You are a [specific expert role] with [X years] experience in [domain]. Your expertise includes [key areas].

2. Action Statement with Clear Deliverables

Define the concrete action required and specify exactly what deliverables are expected.

Your task is to [specific action with outputs and deliverables].

3. Context Foundation (Task + Tone)

Establish both the situational context and the appropriate tone/style for the response.

[Provide background on why this task matters.] Your tone should be [specify the tone].

4. Constraints & Scenario Details

Give all relevant constraints, limitations, scenario details, and operating parameters.

Make sure that you [rules, restrictions, requirements]. Consider in your output [special circumstances].

NOTE: Apparently, the chatbots do better was positive language (i.e. “Do this”) than with negative language (i.e., “Do not do this).

5. Background Data

Provide all relevant documents, data, research, or reference materials needed for informed responses.

Use the [documents, data, research] [action, such as “to craft your response” or “as the basis of your analysis”].

6. Output Structure & Standards

Specify the exact structure, quality standards, and formatting requirements for the response.

[Define headers and sections]. [Insert quality criteria, if any]. Structure the output into [structural format, if any].

7. Format & Length Guidelines

Provide precise formatting instructions and length.

Output the results as [word count, format type (bullets, prose, tables), any special formatting needs].

NOTES: You can restucture later as a follow-up prompt, and you can specify outputs like HTML, JSON, python script, or other computing formats. These outputs can be useful if you’re using the results in another program. You can also specify brand standards, such as a specific hex color if you want a design.

8. Illustrative Examples

Include 2-3 high-quality examples that demonstrate the desired output style and quality.

Use the [following/attached] examples to [how the AI should follow the examples].

9. Avoidance Parameters

Explicitly outline what should NOT be included or what approaches to avoid.

Do NOT [list of unwanted elements, styles, or content].

NOTE: As mentioned above, you may be better off trying to state these positively rather than negatively. Also, the all-caps “NOT” is purposeful. Some users have commented that all caps works for the AI models as emphasis.

10. Reasoning & Process Requirements

Request step-by-step thinking, justification for decisions, and transparent reasoning.

Think step by step. OR Explain your reasoning for key decisions. [Other ways you want the AI to think.]
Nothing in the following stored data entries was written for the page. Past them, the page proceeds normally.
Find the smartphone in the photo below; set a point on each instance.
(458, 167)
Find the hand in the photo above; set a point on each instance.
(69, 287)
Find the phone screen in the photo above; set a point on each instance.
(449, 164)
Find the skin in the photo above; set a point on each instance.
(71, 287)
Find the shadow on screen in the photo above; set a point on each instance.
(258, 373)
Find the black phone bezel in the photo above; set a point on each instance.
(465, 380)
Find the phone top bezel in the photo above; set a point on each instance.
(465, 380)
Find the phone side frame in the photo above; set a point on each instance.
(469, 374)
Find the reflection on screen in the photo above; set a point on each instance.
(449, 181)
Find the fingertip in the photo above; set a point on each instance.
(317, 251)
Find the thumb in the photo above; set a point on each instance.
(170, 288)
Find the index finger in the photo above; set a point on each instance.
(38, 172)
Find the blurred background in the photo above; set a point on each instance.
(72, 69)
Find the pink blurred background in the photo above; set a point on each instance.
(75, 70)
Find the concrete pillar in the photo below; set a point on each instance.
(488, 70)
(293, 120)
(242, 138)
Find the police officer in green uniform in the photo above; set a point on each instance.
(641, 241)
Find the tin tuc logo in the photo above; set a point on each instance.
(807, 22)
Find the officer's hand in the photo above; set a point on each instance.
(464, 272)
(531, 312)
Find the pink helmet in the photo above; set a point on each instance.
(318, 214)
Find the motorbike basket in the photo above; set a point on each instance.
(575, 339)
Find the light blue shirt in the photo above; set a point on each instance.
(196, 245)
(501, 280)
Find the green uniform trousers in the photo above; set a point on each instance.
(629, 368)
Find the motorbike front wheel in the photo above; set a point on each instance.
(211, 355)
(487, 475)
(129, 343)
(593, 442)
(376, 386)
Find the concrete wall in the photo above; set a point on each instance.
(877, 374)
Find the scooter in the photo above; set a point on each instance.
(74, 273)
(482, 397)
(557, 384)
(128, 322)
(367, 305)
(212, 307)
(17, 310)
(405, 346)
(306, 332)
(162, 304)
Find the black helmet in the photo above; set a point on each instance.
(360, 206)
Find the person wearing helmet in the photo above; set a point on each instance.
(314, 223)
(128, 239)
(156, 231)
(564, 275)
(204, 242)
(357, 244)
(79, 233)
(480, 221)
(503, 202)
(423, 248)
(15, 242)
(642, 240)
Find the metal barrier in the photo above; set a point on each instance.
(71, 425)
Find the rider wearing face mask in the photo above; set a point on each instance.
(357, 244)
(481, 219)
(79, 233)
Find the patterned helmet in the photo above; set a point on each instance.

11. Alternative Approaches & Comparisons

When relevant, ask for multiple approaches or comparative analysis of options.

Provide 2-3 alternative approaches. OR Compare the pros/cons of different methods. [Other approaches.]

12. Follow-up Instructions & Iteration Framework

State explicit instructions for clarification, revision, or next steps in the conversation.

Ask for any clarification needed before continuing the analysis. OR Ask the user for examples before completing the final step.